Despite his fabulously colourful life, Talley admits that whilst he awaits an apology from Wintour (which could take some time), he lives comfortably in his self described sanctuary in White Plains New York, burying himself in books and television given his career drove him away from any long term relations. He admits, “I gave it all to my career. I live alone. I’ll die alone, I climbed up alone, and I’ll come down alone.”

Given he has lost some notable friends in Yves Saint Laurent and Azzedine Alaia, his famed luxurious kaftans now rest in his closet for there are no fabulous parties needed to be attended to. He doesn’t mind too much though.
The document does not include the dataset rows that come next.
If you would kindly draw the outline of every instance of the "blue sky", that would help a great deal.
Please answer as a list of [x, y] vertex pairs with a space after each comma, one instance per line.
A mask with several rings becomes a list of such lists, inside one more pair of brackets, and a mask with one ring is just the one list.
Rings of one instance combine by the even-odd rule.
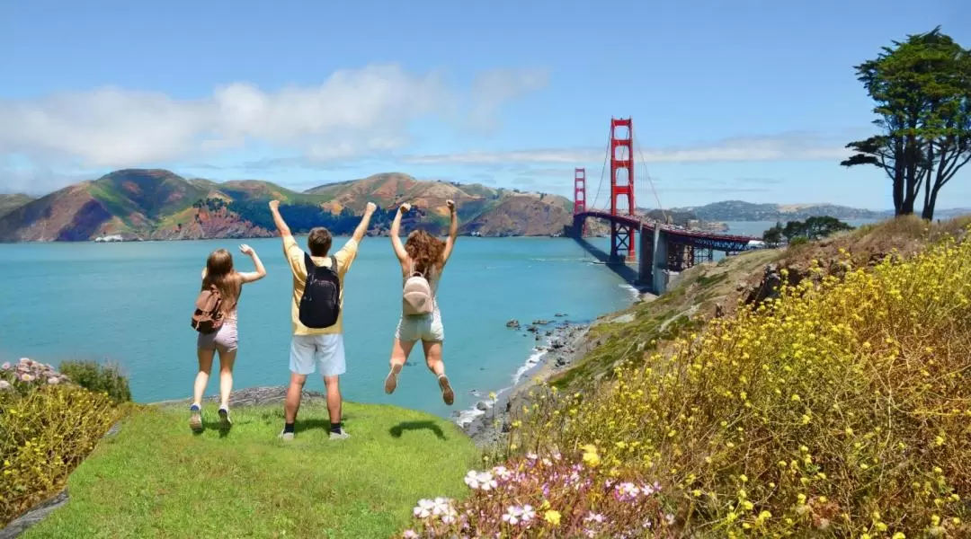
[[971, 46], [963, 0], [0, 0], [0, 192], [164, 167], [572, 197], [586, 167], [592, 201], [610, 118], [631, 116], [638, 206], [650, 174], [665, 207], [886, 208], [882, 172], [838, 166], [873, 119], [852, 66], [938, 24]]

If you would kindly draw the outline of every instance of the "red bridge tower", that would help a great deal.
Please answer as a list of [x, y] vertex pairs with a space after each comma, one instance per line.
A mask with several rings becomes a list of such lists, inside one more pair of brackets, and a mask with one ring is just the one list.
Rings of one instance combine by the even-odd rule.
[[[634, 215], [634, 124], [631, 120], [613, 117], [610, 120], [611, 215]], [[634, 228], [611, 223], [611, 260], [636, 262], [634, 251]]]
[[[573, 171], [573, 214], [586, 211], [586, 169]], [[586, 236], [586, 219], [584, 219], [578, 231], [580, 237]]]

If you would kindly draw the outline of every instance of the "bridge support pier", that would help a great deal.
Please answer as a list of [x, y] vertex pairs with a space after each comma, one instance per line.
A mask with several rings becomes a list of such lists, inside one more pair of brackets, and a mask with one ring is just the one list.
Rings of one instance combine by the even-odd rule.
[[653, 230], [643, 229], [638, 246], [641, 249], [637, 266], [638, 281], [650, 287], [654, 294], [664, 294], [671, 280], [668, 261], [671, 246], [668, 235], [660, 227], [654, 227]]
[[668, 235], [661, 231], [660, 227], [654, 227], [654, 253], [652, 271], [652, 282], [654, 294], [658, 296], [667, 292], [670, 272], [668, 270], [668, 251], [670, 240]]
[[654, 236], [649, 229], [641, 229], [641, 234], [638, 235], [641, 256], [637, 261], [637, 283], [649, 286], [652, 290], [654, 285]]

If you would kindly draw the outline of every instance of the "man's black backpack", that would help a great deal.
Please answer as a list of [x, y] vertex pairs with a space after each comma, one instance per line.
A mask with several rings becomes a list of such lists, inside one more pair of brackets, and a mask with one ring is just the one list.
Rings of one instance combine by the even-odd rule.
[[304, 253], [307, 283], [300, 298], [300, 323], [320, 330], [337, 324], [341, 314], [341, 279], [337, 276], [337, 259], [330, 257], [330, 268], [314, 264]]

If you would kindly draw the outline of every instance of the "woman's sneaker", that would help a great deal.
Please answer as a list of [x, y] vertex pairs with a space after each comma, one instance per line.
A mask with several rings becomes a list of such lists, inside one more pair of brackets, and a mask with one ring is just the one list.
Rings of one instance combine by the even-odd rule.
[[442, 400], [449, 406], [455, 401], [455, 392], [452, 391], [452, 384], [449, 383], [449, 377], [445, 374], [438, 377], [438, 387], [442, 389]]
[[337, 432], [335, 432], [333, 430], [330, 431], [330, 439], [331, 440], [346, 440], [346, 439], [348, 439], [350, 437], [351, 437], [351, 434], [348, 434], [348, 431], [345, 430], [343, 428], [339, 431], [337, 431]]
[[219, 422], [222, 424], [222, 428], [232, 428], [233, 422], [229, 419], [229, 408], [219, 408]]
[[398, 374], [401, 374], [400, 365], [392, 366], [391, 372], [388, 372], [387, 378], [385, 378], [385, 393], [387, 395], [394, 393], [395, 388], [398, 387]]
[[188, 417], [188, 428], [192, 429], [193, 432], [202, 431], [202, 408], [198, 404], [192, 404], [188, 407], [189, 417]]

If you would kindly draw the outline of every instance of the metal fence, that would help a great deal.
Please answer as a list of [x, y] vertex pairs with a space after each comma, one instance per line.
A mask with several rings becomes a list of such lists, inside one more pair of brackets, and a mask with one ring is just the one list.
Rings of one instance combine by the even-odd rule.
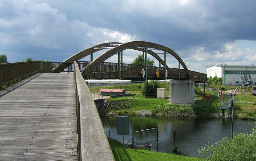
[[[136, 144], [149, 144], [152, 145], [151, 150], [158, 151], [158, 127], [132, 132], [132, 146], [133, 147]], [[129, 141], [126, 145], [129, 143]]]

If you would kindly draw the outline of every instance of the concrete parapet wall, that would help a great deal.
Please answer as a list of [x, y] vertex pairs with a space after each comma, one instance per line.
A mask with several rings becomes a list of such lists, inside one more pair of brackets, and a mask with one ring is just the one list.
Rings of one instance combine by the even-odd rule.
[[195, 81], [192, 80], [170, 80], [170, 103], [195, 103]]
[[94, 100], [75, 64], [79, 160], [114, 161]]

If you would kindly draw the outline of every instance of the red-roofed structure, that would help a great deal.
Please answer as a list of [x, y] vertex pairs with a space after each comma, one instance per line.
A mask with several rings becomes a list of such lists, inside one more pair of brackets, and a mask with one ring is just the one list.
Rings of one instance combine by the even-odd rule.
[[124, 89], [101, 89], [99, 91], [102, 95], [112, 96], [122, 95], [124, 94]]

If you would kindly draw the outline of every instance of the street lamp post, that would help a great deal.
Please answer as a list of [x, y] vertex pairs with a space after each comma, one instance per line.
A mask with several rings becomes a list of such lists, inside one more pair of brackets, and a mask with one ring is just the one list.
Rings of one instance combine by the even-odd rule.
[[237, 90], [237, 89], [240, 87], [242, 87], [245, 86], [247, 86], [248, 85], [250, 85], [250, 84], [251, 84], [251, 83], [246, 83], [244, 84], [239, 86], [236, 89], [236, 90], [235, 90], [235, 92], [234, 92], [234, 96], [233, 96], [233, 104], [232, 107], [233, 109], [232, 111], [232, 125], [231, 127], [231, 142], [232, 142], [232, 140], [233, 140], [233, 127], [234, 127], [234, 112], [235, 111], [235, 95], [236, 95], [236, 90]]

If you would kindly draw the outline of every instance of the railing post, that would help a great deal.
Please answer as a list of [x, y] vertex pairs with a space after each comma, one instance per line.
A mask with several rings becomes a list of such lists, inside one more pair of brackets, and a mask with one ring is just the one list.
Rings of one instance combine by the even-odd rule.
[[145, 76], [146, 77], [146, 80], [147, 80], [147, 74], [148, 74], [148, 73], [147, 72], [147, 47], [145, 47]]
[[179, 79], [180, 79], [180, 62], [179, 62]]
[[0, 89], [3, 89], [3, 66], [0, 65]]
[[68, 73], [69, 73], [69, 63], [68, 63]]
[[118, 79], [121, 79], [121, 52], [118, 53]]
[[[160, 61], [161, 62], [161, 61]], [[164, 80], [166, 79], [166, 51], [164, 51]]]

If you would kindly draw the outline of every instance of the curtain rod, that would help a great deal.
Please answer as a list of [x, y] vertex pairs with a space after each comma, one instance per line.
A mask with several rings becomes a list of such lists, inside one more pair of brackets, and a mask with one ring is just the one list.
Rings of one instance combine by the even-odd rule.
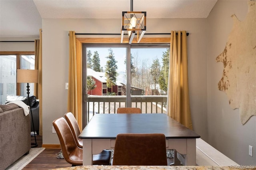
[[[171, 33], [145, 33], [144, 35], [170, 35]], [[108, 33], [75, 33], [75, 35], [121, 35], [121, 34], [108, 34]], [[178, 33], [176, 33], [178, 35]], [[182, 33], [181, 34], [182, 35]], [[189, 33], [186, 33], [186, 36], [188, 36]], [[69, 34], [68, 34], [69, 35]]]
[[35, 41], [0, 41], [0, 42], [35, 42]]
He endured racism during his career being labeled “Queen Kong” by the head of PR at Saint Laurent in Paris and the lack of diversity used by designers.

In many ways, the current scene has driven him to a life of isolation, given it has become unbearable to view the laziness displayed in clothing and the diminishing luxury amongst the industry. “The Oscar’s red carpet does not inspire me any more, and then you get up the next morning and you can have the dress at Zara”. I too would ideally love to be holed up in a modest home away from the brightly patterned activewear that so often burns my eyes.

If there is any advice for myself to shimmy around Paris and New York with the world’s most fabulous, he advises “be kind. Smile. I read somewhere that if you smile, then you are in control of your destiny”. Noted.